This Pig’s been flying over Bank Street, south of Heron Road, for more than a decade, set back a bit in a bunker-like, flat-roofed wooden construct that suggests cottage more than restaurant. But an eatery it has been, owned by Frances and Bill Boehmer, since 1999.
Bigger inside than it appears from its parking lot, Flying Piggy’s now includes a private dining room, where once was a patio, heated with a wood-burning stove.
Its walls are pumpkin-orange, its tables glossy black, each set with a brass lamp and placemat painting of a pig. Other than the chalkboards listing the food specials and featured wines, the walls are covered with a Sharpie fresco of Venetian scenes. And here and there on frieze and shelves are pigs, doing pig-like things — flying, say, and looking plump and cookable.
It’s a snug space, the lighting soft, warming. I like the greeting here, the down-home goodness of the service. We are made to feel thoroughly tucked in by the women who run this place.
You’d be wise to start with the antipasto plate — craft meats, smoked salmon, marinated mushrooms, peppers, eggplant, provolone, a pungent brie in ripe-for-eating condition, excellent bread for topping and sopping, and a pile of pickled red onion and caperberries. Impressive too is the salad of artichokes and mushrooms, more flavourful than you might think, and the day’s soups. One night, a carrot and ginger soup is kicked with chilies and star anise.
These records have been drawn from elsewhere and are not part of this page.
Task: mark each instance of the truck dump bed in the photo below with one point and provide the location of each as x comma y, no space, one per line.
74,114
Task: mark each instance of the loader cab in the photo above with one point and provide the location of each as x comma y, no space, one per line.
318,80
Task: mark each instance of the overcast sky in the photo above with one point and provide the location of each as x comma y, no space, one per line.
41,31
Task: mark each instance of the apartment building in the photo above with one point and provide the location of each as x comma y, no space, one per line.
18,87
Inspired by the porcine walls, we order the pork special at one visit and find the meat rich, pink and luscious. They make their own pork sausages here, and they elevate the spicy fettuccine calabrese. The pasta dish, called the Flighty Boar, brings prosciutto and mushrooms, wine and cream together very successfully. We’ve had a pasta dish from the insert that ate as well as it read: spaghettini with squash, artichokes, mushrooms, grape tomatoes, black olives, pesto and goat cheese. Noodles are homemade and well cooked. We’ve had better luck with them than with the veal on offer. The sauce — lemon, wine, capers — was fine, but the meat beneath was tough.
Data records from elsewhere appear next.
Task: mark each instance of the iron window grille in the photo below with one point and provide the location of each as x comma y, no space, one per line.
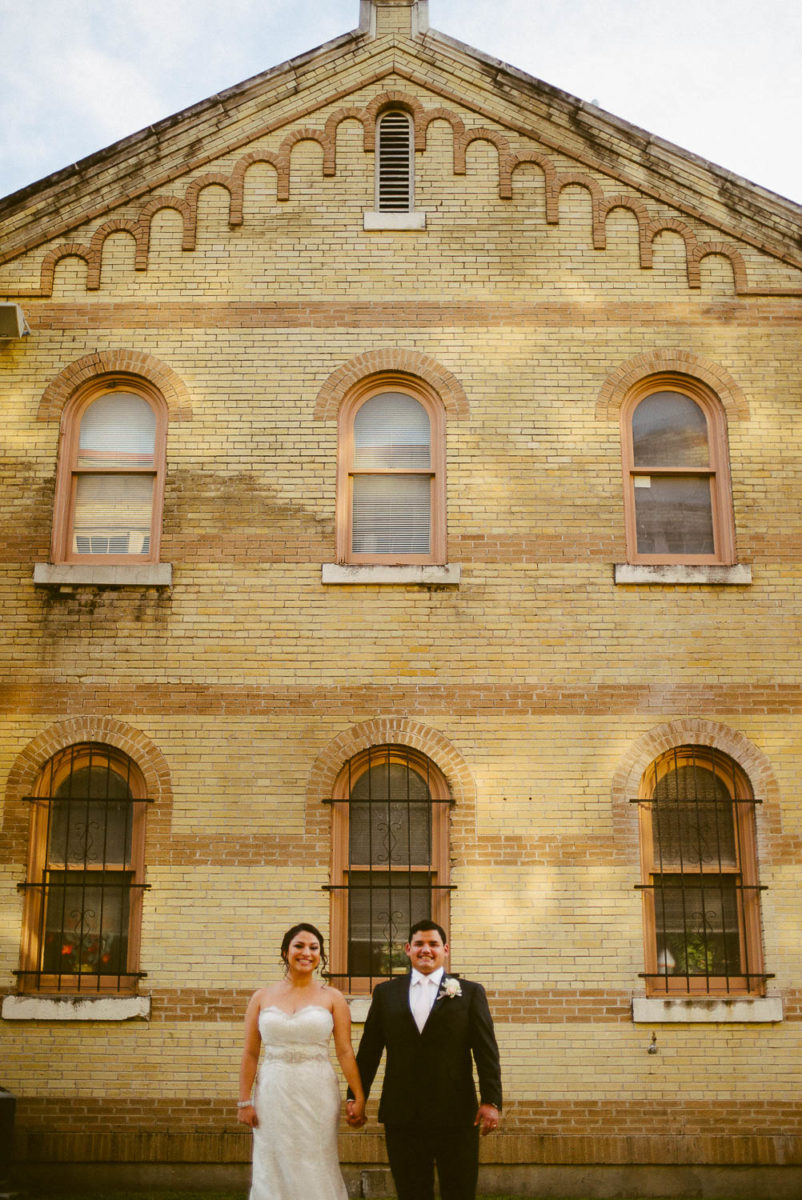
701,894
390,862
83,892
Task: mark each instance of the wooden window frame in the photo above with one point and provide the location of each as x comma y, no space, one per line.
365,390
441,801
67,471
744,875
718,469
381,150
85,983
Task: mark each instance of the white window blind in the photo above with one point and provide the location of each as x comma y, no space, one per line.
395,163
391,477
114,477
Dinner specials can be hit and miss. The kitchen has a penchant for fusion food, which can read suspiciously, and sometimes tastes like it reads. Scallop cilantro wontons with a chili sauce are fishy-tasting and too sweet. Though we like the fat, fresh mussels, the sauce ( “orange scented coconut-tomato with almonds and spinach”) is a bit odd.
I can’t bring myself to order the featured fish, striped bass, because of the wacky-sounding treatment: “grilled banana-onion salsa with spaghettini tossed in a tomato-peach sauce.” Maybe it was delicious, but I wasn’t going to risk it.
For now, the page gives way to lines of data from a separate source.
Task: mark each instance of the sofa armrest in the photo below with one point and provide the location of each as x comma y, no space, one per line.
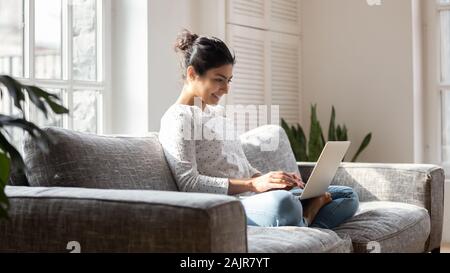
46,219
417,184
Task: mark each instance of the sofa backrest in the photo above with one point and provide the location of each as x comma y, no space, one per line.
98,161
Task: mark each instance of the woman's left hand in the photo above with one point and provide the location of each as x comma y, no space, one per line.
299,180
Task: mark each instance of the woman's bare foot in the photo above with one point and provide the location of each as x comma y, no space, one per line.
313,206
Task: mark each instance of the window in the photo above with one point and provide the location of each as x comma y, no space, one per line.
58,46
444,18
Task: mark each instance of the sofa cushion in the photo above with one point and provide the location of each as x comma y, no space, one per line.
267,148
290,239
98,161
381,226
The Albacore tuna is pleasant in the pasta special. And though we approve of the tomatoes, olives and capers in the sauce, the cauliflower and raisins crowd the flavours. Ricotta, parmesan, corn, peas and rice are the stuffing in the daily ravioli. Rice, I ask? (Yup.) This eats like leftover risotto wrapped in pasta dough, smothered in a brawny bolognese. And you know what … it’s pretty tasty. But I’ll stick to my guns and say these specials are worrying reads. Remove a few ingredients and they’ll work much better.
Desserts are solidly good, uncomplicated treats. Lemon tart. Chocolate flourless cake. Carrot cake. All were yummy. We made pigs of ourselves.